At the same time, and at a much faster rate, our brain performs a self test to see how well this new idea would fit with all the pre-existing patterns in the subconscious part of our brain. If there is a conflict, we get an uncomfortable gut feeling or hear our inner voice say something like, "No way!" usually before we've completed the conscious evaluation. If the warning is loud enough, we usually say, "That might work for them," or, "Maybe in another industry, but that's not going to work for me," and we drop the idea and move on. If it's only slightly uncomfortable, we might say, "I need to do better and this could work." Then there is an opportunity for change.
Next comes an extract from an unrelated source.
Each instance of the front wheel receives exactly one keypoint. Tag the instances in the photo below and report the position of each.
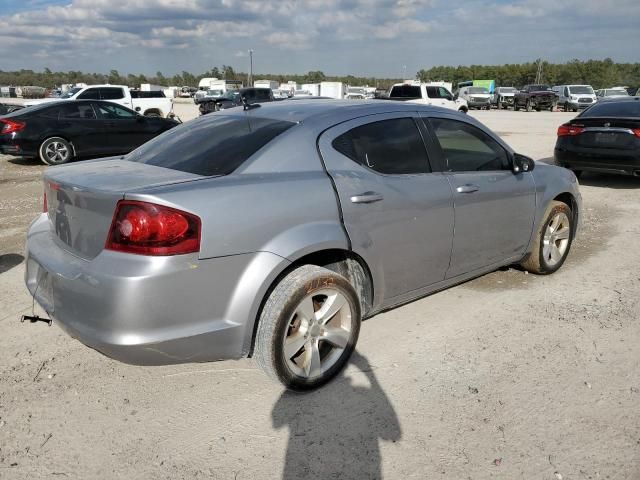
(553, 242)
(55, 151)
(308, 328)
So what's really going on in our head? To ensure survival, the brain primarily operates using subconscious information. Rather than evaluate every interaction with the world as if it is a new event, the brain has a process to react efficiently and reliably to most events. This process is built on neural pathways called basal ganglia. These networks of signal transmitters are nourished and grow with use. As signals pass through them they grow and their ability to perform the next time they are needed improves, much like the charging of a car battery so we can depend on it without worry or thought every time we turn the key.
This physical attribute is also a natural form of self-preservation. The transmitter doesn't care if it's transmitting a good or a bad thought; it just performs better with every use. Ever wonder why we occasionally do or say something inappropriate even though we know instantly that it was wrong? Welcome to the power of basal ganglia.
Change is not going to take effect until we find a way to charge up some new pathways and begin allowing the old ones to fade. When high performing sales professionals and executives are interviewed, it's interesting to hear them describe how they have dealt with adapting or changing some of their habits. A defining moment occurs when they learn a new idea, feel very uncomfortable, but are able to finish the conscious evaluation rather than succumb to the discomfort.
Sales pros often tell us about a special moment when they did something on a sales call that felt risky, even dangerous, but only after admitting to themselves that to do what they have always done was not going to close their gap. Their stories don't tell of instant miracles or always have happy endings. They leave the sales call knowing that they are going to have to work on their skills and then they find a forum to get good at it. What they are actually doing is growing new basal ganglia and charging up the neural pathways.